Now, Foxconn says that the majority of the 13,000 jobs it brings will be research and development jobs. And not all of them will go in Mount Pleasant which, in partnership with Racine County, offered $764 million in tax credits to get a Foxconn facility constructed in the area. Economists point out that few companies, or even research universities, have R&D divisions that big. If Foxconn doesn’t bring the promised number of jobs, it won’t get the entire $4 billion subsidy package, but there are some tax credits — like one for capital investment — that it appears the company will still receive even if it brings fewer jobs.

Foxconn has committed to creating a Wisconsin-focused venture fund, as well as investing $100 million into a research facility at the University of Wisconsin-Madison — but the original vision of making Wisconsin the center of high-tech manufacturing in the U.S. will almost certainly not come to fruition. At best, Foxconn becomes one of many corporate pillars in Wisconsin, but not the singular driver of tech growth in the state.

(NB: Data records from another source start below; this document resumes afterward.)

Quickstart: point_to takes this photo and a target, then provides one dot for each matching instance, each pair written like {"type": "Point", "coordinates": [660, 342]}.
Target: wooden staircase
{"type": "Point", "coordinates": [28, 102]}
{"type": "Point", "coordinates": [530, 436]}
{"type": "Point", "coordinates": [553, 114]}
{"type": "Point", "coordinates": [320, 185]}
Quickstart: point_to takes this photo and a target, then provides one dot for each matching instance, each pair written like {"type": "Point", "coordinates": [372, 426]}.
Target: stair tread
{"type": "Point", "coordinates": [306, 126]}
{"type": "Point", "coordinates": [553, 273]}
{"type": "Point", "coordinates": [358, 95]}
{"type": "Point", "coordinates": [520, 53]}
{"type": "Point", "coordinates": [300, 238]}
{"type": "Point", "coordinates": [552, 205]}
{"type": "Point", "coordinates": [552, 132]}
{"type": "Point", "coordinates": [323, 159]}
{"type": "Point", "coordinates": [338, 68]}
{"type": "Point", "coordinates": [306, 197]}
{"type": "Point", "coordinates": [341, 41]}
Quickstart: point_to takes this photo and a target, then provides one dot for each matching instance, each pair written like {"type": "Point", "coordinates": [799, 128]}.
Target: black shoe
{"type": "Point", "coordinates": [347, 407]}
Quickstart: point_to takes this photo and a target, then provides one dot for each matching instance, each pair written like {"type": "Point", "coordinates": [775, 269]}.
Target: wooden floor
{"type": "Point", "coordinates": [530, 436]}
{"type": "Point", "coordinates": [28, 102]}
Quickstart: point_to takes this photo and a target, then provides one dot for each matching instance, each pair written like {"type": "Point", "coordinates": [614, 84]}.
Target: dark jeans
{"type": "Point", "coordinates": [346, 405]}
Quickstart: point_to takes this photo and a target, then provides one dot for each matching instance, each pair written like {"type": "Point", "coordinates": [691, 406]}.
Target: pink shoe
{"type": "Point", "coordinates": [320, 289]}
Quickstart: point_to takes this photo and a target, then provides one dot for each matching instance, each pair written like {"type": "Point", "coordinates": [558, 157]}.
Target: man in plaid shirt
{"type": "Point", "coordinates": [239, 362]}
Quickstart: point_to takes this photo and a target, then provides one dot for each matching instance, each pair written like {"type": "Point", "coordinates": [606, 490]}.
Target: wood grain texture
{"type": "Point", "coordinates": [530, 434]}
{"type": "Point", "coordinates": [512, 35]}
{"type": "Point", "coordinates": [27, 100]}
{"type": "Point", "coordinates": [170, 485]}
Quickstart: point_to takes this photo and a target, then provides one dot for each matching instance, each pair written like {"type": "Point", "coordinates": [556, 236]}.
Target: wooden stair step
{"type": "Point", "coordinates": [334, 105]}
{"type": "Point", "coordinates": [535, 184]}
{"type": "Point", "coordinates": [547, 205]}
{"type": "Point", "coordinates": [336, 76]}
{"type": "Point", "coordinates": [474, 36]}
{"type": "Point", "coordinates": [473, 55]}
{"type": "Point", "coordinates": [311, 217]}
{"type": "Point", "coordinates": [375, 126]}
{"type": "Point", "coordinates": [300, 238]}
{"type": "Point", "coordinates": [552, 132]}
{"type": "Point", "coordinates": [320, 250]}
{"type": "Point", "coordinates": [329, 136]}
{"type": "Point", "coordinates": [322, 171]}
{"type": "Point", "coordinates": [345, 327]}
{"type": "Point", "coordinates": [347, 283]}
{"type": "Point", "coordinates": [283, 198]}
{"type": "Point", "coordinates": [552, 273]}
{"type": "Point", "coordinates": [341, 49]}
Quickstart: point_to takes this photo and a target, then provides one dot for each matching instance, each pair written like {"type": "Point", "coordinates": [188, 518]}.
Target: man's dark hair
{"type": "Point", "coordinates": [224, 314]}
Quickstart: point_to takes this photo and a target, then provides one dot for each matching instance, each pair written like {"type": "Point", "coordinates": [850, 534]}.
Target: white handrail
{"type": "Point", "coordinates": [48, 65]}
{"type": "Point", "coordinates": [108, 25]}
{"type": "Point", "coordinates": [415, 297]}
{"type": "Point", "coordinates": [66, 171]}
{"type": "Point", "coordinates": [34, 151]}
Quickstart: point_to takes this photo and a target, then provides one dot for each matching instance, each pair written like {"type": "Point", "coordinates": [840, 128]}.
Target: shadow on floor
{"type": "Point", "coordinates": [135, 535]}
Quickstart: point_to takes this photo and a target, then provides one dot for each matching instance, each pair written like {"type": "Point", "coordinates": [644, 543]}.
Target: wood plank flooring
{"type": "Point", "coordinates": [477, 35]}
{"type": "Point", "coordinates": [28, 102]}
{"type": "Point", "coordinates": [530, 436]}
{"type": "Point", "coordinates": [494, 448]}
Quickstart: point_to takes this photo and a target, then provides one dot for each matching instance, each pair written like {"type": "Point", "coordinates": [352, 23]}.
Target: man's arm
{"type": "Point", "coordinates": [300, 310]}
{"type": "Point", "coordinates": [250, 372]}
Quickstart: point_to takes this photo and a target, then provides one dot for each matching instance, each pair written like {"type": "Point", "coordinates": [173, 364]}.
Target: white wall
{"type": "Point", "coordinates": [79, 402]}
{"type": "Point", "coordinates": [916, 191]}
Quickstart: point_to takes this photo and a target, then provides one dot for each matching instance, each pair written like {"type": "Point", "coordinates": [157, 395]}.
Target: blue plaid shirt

While there’s plenty of reasons to argue that states should avoid offering incentive packages to individual companies altogether, Wisconsin’s Foxconn debacle offers up another lesson: Bigger jobs announcements aren’t always better. Give a large number of tax breaks to a company that promises to bring an unrealistic number of jobs to your area, and you’re more likely than not to wind up with egg on your face.